My papers are published as arXiv e-prints, and this fact is conditioned by pioneer character of my papers. The
peer review journals rejected to publish such papers. The journal rejected to publish papers in two cases
(1) when the manuscript is of low quality and (2) when there are no reviewers, whose qualification is sufficient for a
correct estimation of the manuscript. Everybody knows the first point, whereas the situation, connected with the second
point, is known only to those authors, who write pioneer papers. Thus, although my papers are published as e-prints, this
fact, does not mean, that these papers are pithless.
The first referee:
English is quite poor, but this fact does not affect the comprehension of the work.
The style of lines 36-53 page 1 is not appropriate for a scientific discussion. References should be added, and sentences
The use of the verb 'demonstrate' line 33 page 2 is not correct.
The terms 'orthodox' and 'orthodoxy', lines 31 and 33 page 13, are not appropriate for Physics.
The use of the article 'the' should be reconsidered, in particular with respect to technical sentences, i.e. line 40 page
11 'geometry of the index 1'.
The use of punctuation is in conflict with English rules throughout the paper. In particular, sentences like 'we did not
know, how one can...' (line 41 page 1) should be amended throughout the paper.
I agree with remarks of the referee, concerning my English spelling. I think, that all orthographic mistakes can be
corrected, if the paper will be accepted for publication.
The first referee:
I do not recommend publication of the paper in its present form. The author(s) should follow points 1-6 and
update and enlarge the reference list to explain, at least at ground level, how this work can
be conceived within the framework of modern Theoretical Physics, and to what extent the work can
add new perspectives. After that, the paper can be reconsidered for publication.
I shall not try to follow the points 1-6, because it is not possible in the framework of one paper. Besides, I should
like to describe arrangement and structure of elementary particles. It is impossible in the framework of the contemporary
elementary particle theory. The fact is that, the contemporary elementary particle theory is a theory which systematizes
the phenomenological properties of the elementary particles. Although it predicts sometimes new elementary particles,
but it cannot describe their structure. In the same way the periodical system of chemical elements systematizes
chemical elements and predicted new chemical elements, but contribution of the periodic system into our knowledge
on the structure of atoms is equal to zero.
The second referee:
According to the title this is a work on the ``generalization of relativistic particle dynamics to the case of a
non-Riemannian space-time geometry''. While the study of the dynamics of matter in geometries which go beyond the concept
of a Riemannian spacetime, usually encountered in non-standard theories of gravitation, is certainly a topic in
contemporary gravitational physics, it is not clear how the present work is linked to this field of research.

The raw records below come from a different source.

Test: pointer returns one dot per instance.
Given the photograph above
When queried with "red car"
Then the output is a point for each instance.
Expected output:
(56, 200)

In the submitted paper only problem of particle dynamics in the FIXED space-time geometry is considered. Influence of
the particle distribution on the space-time geometry is a very important problem, which is beyond the framework of the
submitted paper. The referee is quite right in the relation, that there exists the problem of a generalization of the gravitational theory
on the case of non-Riemannian space-time geometry. It is a very serious problem which is beyond the framework of the
submitted paper. I am planning to investigate this problem, but not in the framework of this paper.
The second referee:
The line of reasoning in the work under consideration is -- at least to me -- incomprehensible. Different notions from
geometry, topology, and physics are mixed in a misleading way. Furthermore, the work is almost devoid of any references to
the existing literature, the only two exceptions being references to the early works of T. Kaluza (1921) and O. Klein
(1926). There is no critical discussion of the findings in the present work and the results of other authors. The language
appears not to be sufficiently clear for an international journal.
I agree with the referee. Apparently, it is very difficult to understand the paper, when only axiomatizable geometries
are known, and the technique of the geometry description in terms of the world function is unknown. But I cannot help
at this point. Study nonaxiomatizable geometries and new approach to geometry.
The first version of the paper was revised. It was resubmitted to journal AAA with the following letter to the editor
I should like to submit revised version of my manuscript "Generalization of relativistic
particle dynamics on the case of non-Riemannian space-time geometry" for publication
in the journal AAA.
Revision concerns only the introduction, where I try to explain, that my paper is simply
a generalization of dynamics in the Riemannian space-time geometry on the case of arbitrary
non-Riemannian space-time geometry. The paper does not pretend to determination of true space-time geometry.
It formulates simply the CLASSICAL particle dynamics in the arbitrary (non-Riemannian) space-time geometry.
The considered examples of the space-time geometries are used only for demonstration of capacities of
classical dynamics in the non-Riemannian space-time geometry.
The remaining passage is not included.